Young Simon: So... how'd the Independents cut us off? Young River: They were using dinosaurs.

'Safe'


Natter 55: It's the 55th Natter  

Off-topic discussion. Wanna talk about corsets, duct tape, or physics? This is the place. Detailed discussion of any current-season TV must be whitefonted.


sarameg - Nov 30, 2007 10:48:42 am PST #4792 of 10001

Our white elephant gifts one year were so hysterically bad that the most covetted item was a 6 pack of generic athletic socks. It was a small sarcastic group. The fun was in trying to offload whatever horrible thing you received. And rag on the person who brought that item.


Dana - Nov 30, 2007 10:49:11 am PST #4793 of 10001
I'm terrifically busy with my ennui.

I don't like white elephant exchanges for that same reason. I don't usually have the heart to take things away from people.

The Office also did a painfully good episode about Christmas gift exchanges. They get a lot of things right on that show.


Emily - Nov 30, 2007 10:50:04 am PST #4794 of 10001
"In the equation E = mc⬧, c⬧ is a pretty big honking number." - Scola

The fun was in trying to offload whatever horrible thing you received.

See, now, I totally get that. I went to one of those, and got something totally random and ridiculous, and it's fine. It just sucks when there are some kind of cool or useful things, and you get... paper.


flea - Nov 30, 2007 10:50:23 am PST #4795 of 10001
information libertarian

I once was at a white elephant gifty thing where one of the items was a Penthouse Forum. (This was a long time ago, before most of us had the internet for porn.)


Connie Neil - Nov 30, 2007 10:50:57 am PST #4796 of 10001
brillig

For anyone who's ever done presentations.

[link]


shrift - Nov 30, 2007 10:51:45 am PST #4797 of 10001
"You can't put a price on the joy of not giving a shit." -Zenkitty

And if you are, what kind of slime-off-the-bottom-of-the-pond scum are the rest of us?

Yeah, dude. I don't have a book OR a cat, let alone a frickin' man and some root.


msbelle - Nov 30, 2007 10:52:21 am PST #4798 of 10001
I remember the crazy days. 500 posts an hour. Nubmer! Natgbsb

giant ceramic ram's head - best White Elephant gift ever.

I like the idea of WE at parties, but it needs to be clear you are either ALL doing joke or ALL doing inexpensive but not crap gifts - ALSO if it is a joke one - trashing the gift right at the party should be clearly stated as ok.


Cashmere - Nov 30, 2007 10:59:52 am PST #4799 of 10001
Now tagless for your comfort.

We always had a really fun time with the White Elephant gift exchange. There was always something odd and funny and made us all laugh hysterically, even if we couldn't end up with it. We weren't mean spirited about it and there were never any hard feelings. Except for the time I got screwed out of the Teacup of Destiny.

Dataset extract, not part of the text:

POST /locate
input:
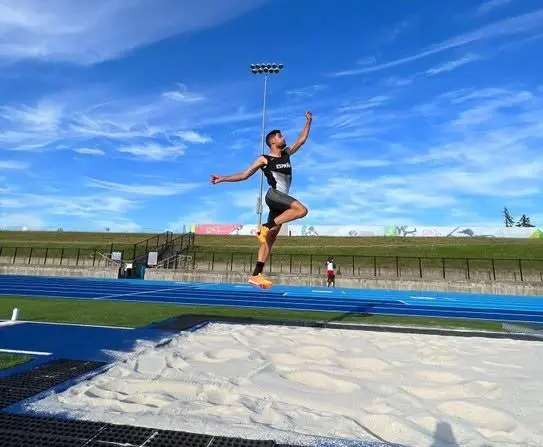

Liese S. - Nov 30, 2007 11:03:21 am PST #4800 of 10001
"Faded like the lilac, he thought."

I'm anti-white elephant, but when forced into it end up doing this crazy psychological dance where I try to take away a gift that I think the receivee didn't like but was too polite to say so about. Not, you know, one that I want.

The moral of this is that if you are in a white elephant with me, don't be too opaque about your reaction.


Liese S. - Nov 30, 2007 11:05:14 am PST #4801 of 10001
"Faded like the lilac, he thought."

The best white elephant variant was when my friend called me up at the spur of the moment and invited me to her group's holiday party that evening (in, like, two hours). Therefore I neither brought cookies for the cookie exchange nor ornaments for the ornament exchange, but they had extras, so I ended up with delicious cookies and a completely gorgeous handmade ornament, but for free!